As the deadline is nearing, the much talked about trade negotiation deal between the two largest economies in the world moves to a higher level. U.S. Treasury Secretary Steven Mnuchin has reached China and said he was looking forward to holding trade talks.
The talks are scheduled to run through the next Friday; it would be followed by three days of deputy-level meetings to work out technical details, including a mechanism for enforcing any trade agreement.
“Looking forward to discussions today,” Mnuchin told reporters without elaborating as he left his hotel.
He along with U.S. Trade Representative Robert Lighthizer initiated the meeting shortly afterward at the Diaoyutai state guest house with Chinese Vice Premier Liu He, the top economic adviser to Chinese President Xi Jinping.
If the two countries do not reach an agreement, U.S. tariffs on imports worth $200 billion from China are scheduled to rise to 25 percent from 10 percent. The deadline is increasing pressure and costs in sectors from consumer electronics to agriculture.
The United States President Donald Trump on Wednesday told the reporters that the negotiations had been progressing “very well.”
Trump’s advisors termed the March 1 as a “hard deadline,” and the president has said a delay was possible though he preferred not to do so.
A report of Bloomberg cited sources saying Trump was considering pushing back the deadline by 60 days to give negotiators more time.
Talking against that assumption, Hu Xijin, the editor-in-chief of China’s nationalist Global Times tabloid, tweeted that speculation on an extension was “inaccurate,” citing a source close to talks.

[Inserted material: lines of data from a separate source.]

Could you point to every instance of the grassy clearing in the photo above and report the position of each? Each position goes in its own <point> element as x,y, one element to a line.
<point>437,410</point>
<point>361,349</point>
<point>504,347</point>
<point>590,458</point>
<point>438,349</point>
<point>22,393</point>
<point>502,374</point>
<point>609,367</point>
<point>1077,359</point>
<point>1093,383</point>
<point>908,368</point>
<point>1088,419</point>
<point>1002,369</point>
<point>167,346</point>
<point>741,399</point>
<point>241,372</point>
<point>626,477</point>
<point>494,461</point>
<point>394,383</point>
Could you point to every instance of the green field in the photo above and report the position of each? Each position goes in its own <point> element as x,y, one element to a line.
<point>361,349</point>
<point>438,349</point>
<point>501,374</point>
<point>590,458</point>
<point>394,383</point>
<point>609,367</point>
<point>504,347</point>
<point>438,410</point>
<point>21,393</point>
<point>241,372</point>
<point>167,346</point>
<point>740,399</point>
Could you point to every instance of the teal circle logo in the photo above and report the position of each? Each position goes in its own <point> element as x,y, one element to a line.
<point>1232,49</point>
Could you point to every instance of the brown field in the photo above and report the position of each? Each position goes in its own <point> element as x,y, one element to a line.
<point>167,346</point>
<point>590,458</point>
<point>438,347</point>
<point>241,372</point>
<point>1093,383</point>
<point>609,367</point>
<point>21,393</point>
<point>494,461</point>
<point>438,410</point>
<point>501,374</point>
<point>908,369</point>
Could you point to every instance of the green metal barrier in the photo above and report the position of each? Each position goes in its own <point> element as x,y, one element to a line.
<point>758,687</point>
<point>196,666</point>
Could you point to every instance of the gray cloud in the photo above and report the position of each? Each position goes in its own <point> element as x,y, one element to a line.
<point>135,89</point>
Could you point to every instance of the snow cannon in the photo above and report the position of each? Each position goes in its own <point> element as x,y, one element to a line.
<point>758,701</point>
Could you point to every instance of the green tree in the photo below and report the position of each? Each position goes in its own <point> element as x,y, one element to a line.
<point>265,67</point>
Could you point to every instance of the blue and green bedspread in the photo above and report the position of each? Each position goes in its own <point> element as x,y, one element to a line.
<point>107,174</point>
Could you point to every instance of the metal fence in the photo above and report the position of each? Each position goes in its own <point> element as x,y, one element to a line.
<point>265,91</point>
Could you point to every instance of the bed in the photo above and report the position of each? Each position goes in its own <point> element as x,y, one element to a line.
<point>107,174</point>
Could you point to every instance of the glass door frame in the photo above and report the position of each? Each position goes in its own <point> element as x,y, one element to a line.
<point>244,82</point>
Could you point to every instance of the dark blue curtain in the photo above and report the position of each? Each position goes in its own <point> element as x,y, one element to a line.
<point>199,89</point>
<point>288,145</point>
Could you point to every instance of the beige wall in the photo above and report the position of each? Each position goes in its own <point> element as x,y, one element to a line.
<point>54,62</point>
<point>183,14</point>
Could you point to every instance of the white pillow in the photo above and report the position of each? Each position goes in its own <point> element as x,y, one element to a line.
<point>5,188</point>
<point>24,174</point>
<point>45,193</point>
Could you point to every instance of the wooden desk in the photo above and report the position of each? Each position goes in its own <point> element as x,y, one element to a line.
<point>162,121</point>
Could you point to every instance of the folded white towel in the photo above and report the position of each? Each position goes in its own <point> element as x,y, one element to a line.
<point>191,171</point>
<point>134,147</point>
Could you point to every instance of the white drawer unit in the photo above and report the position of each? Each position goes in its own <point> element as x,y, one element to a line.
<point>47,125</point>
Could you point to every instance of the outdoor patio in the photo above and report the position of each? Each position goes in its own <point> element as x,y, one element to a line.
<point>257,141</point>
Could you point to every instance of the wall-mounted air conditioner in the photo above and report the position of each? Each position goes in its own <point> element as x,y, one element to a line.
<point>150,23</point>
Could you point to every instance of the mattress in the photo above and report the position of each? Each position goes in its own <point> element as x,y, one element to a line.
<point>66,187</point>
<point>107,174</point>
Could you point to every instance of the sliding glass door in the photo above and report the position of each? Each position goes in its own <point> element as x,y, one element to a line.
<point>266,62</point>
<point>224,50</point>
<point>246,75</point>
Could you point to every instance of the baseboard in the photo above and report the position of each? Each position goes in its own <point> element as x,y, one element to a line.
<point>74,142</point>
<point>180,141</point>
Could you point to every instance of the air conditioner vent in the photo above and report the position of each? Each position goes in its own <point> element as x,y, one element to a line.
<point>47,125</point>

Chinese Commerce Ministry spokesman Gao Feng told reporters he possesses no information on the trade talks’ progress but would release information once there is an update.
Trump, however, said he did not expect to meet with Xi before March 1 deadline, but White House Press Secretary Sarah Sanders has raised the possibility of a meeting between the two leaders at the president’s personal retreat at Mar-a-Lago in Florida.
Chinese Foreign Ministry spokeswoman Hua Chunying said she noted Trump was saying his wish of meeting Xi, and that China was willing to maintain “close contact” with the U.S. side, but said she had no information to share on any visit by Xi.
U.S. Department of Agriculture Deputy Secretary Stephen Censky said on Wednesday that two head of the states were expected to meet “sometime in March,” but no dates have been set yet.
The Chinese Government has shared few details of the negotiations this week.
In the meantime, Chinese trade data released showing imports from the United States fell 41.2 percent from a year earlier to $9.24 billion, the lowest amount in dollar terms since February 2016.
Exports to the United States also declined 2.4 percent to $36.54 billion, the lowest amount since April 2018.
China’s trade surplus with the United States decreased to $27.3 billion in January, from $29.87 billion in December.
China’s soybean imports fell 13 percent in January from a year earlier, customs data showed, as a heavy duty on shipments from the United States, its second largest supplier, curbed purchases.
The United States has used tariff as a leverage to bring Beijing on the table demanding significant structural policy changes, including ending the forced transfer of American technology, fully enforcing intellectual property rights, and curbing industrial subsidies.
However, Chinese officials denied accusations of trade abuses. But, as the negotiations are moving on, the chances of China agreeing to the demands by the United States seem brighter.
However, a report in Global Times read, “China will never harm its fundamental interests. The trade war has tested the policy, and we have seen the change in Washington’s attitude.”